Sunday, February 27, 2011

How effective is your mini regression?

The market window of opportunity for electronic products is gradually shrinking. This directly affects the design cycle of SOCs going into these products. Aggressive schedules leave no margin of error. Since verification claims most part of the design schedule it becomes all the more important to improve efficiency and weed out redundancies wherever possible. Mini regression, ubiquitous to all ASIC projects is a subset of stable tests to ensure sanity when –
-   RTL was fixed for a bug.
-   TB was fixed for issues.
-   Before main regression to confirm that the database is clean.
-   Precedes check-in (configuration management).
Considering the above list, mini regression assumes an important role throughout the project. If not defined logically, this can invite inefficiencies in the process and affect schedule. Imagine if the tests in mini regression don’t exercise the common functionality of the design that gets affected due to a bug fix. The next regression run is a complete waste of resources - both simulation cycles and debugging efforts which otherwise could have been avoided.
So, how to define a mini regression?
Coverage driven verification has been religiously adopted by all new project starts. An essential part of this approach is to run coverage frequently as compared to legacy approach of directed scenario based verification where coverage was run in the later part of the projects. If you are working on a legacy test suite then you already have enough tests in place to run the coverage at the start itself. Verification tools have supported ‘coverage grading’ for a long time. Coverage grading helps you identify the tests contributing maximum to the coverage goals. If you are working at the block/IP level the focus of the coverage would be on the functionality of the block and once you move to subsystem or SOC level, the integration verification becomes the focus. To analyze the coverage grading, it is important to make sure that the coverage goals are in line with the scope of verification. With this list in hand, engineers can easily identify the list of tests that have the maximum reach to the functionality of the design thereby improving the effectiveness of mini regression.  
But, hold on; is this criterion good enough to select the tests? Remember, mini regression is used quite frequently. Another important aspect to be considered is the total turn-around time for mini regression. A test running for a long time can contribute maximum to coverage. However this test may not be the best choice for the mini regression as the total time to execute this test will be quite long and waste resources otherwise. So now we have two parameters, ‘coverage grading’ and ‘simulation time grading’ and we need to identify a compromise between the two to define a mini regression suite. Finally, since the main regression keeps on growing as the verification progresses, it is important to update the mini regression test list periodically.
With design complexity increasing, verification is becoming even more complex. Efficiency is vital to accomplish the given task in short time. A well planned mini regression is one of the keys to improve that efficiency.
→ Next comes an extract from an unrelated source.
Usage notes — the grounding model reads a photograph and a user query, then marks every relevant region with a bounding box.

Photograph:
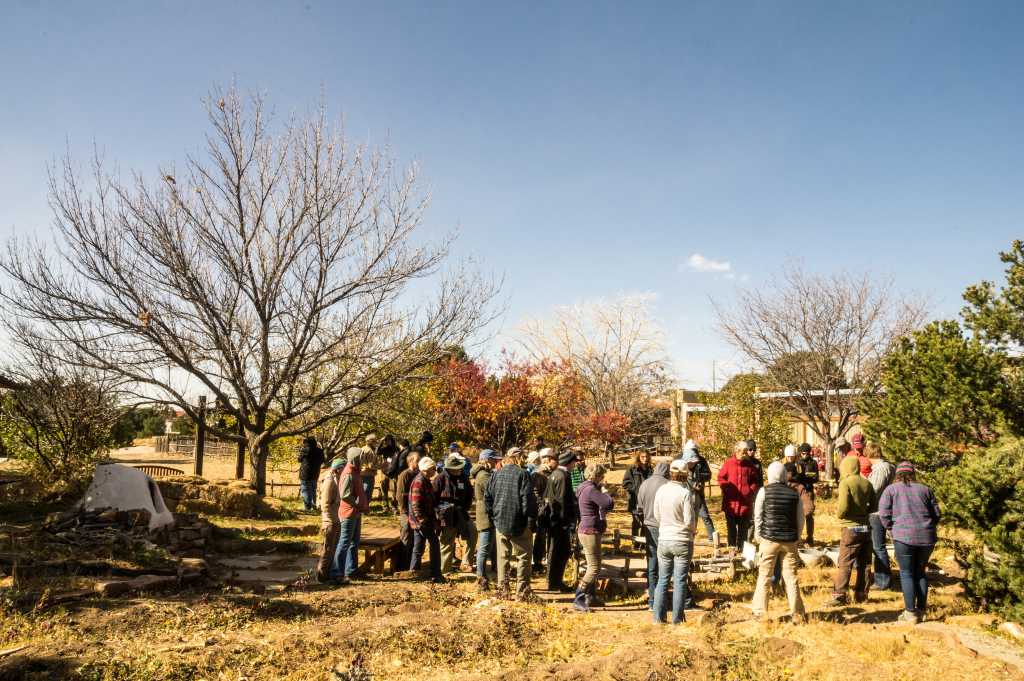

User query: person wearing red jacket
[718,440,761,551]
[850,433,871,477]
Saturday, February 12, 2011

INTEL : RETURN OF THE BUG

BUGS are like a career partner for a verification engineer. Every new bug discovery makes you feel elated and satisfied. Probably a verification engineer would say BUGS more no. of times than his/her kid’s name J.
However, bugs aren’t always welcome especially when discovered late. Intel, the top semiconductor company has been bitten by another nasty bug recently.
OLD BUG – In late 1994, Intel confirmed a bug, popularly known as FDIV BUG (FDIV – x86 assembly language floating point instruction) in hardware divide block of the Pentium processor. According to Intel, the bug is rare (once every 9 to 10 billion operand pairs) and its occurrence depends upon frequency of FP instruction usage, the input operands, how output of this unit is propagated into further computation and the way in which the final results are interpreted. The bug was root caused to few missing entries in the lookup table used by the divide operation algorithm and was fixed with a mask change in the re-spin. Total cost of replacement of the processors was approximated to $475 million in 1995.
One example to test the BUG was - (824633702441.0) X (1/824633702441.0) should be exactly equal to 1 while the affected chips return 0.999999996274709702 for this calculation.
NEW BUG – A few weeks back, Intel confirmed another bug in a recently announced (at CES) Cougar point chip sets having 2 sets of SATA ports (3Gbps & 6Gbps). The problem was discovered in a transistor in 3Gbps PLL clocking tree that has a very thin gate oxide allowing it to turn on with very low voltage. This transistor has been biased with a high voltage leading to high leakage current. Continuous usage of this port will lead to transistor failure estimated to be in 2 to 3 years. The problem was confirmed in the Intel reliability lab while testing for accelerated life time performance (~time machine J). The remedy is a metal layer fix. Intel decides to replace the chip sets and has declared the approximate cost to be $700 million in worst case.

Points to ponder
-  The mean time between the 2 bugs (both ended up with customer) is 15 years.
-  Intel’s handling of this crisis equivalent situation has improved a lot since the first one.
-  The corrected samples took months for the first one but weeks for second.
-  FDIV bug could have been discovered with random verification (was still evolving at that time).
-  The new one is a reliability issue. Probably we need modeling techniques to uncover such issues early enough.
-  The cost of the bug to Intel is more than the annual revenues of many semiconductor companies.
BUGS, the inevitable part of our careers can be costly at times. The ongoing development in verification methodologies, standards, modeling and EDA technology all work towards taming those hidden defects that tend to prove Murphy’s law (If anything can go wrong, it will go wrong when you least expect it) some day.
Be cautious & Happy bug hunting!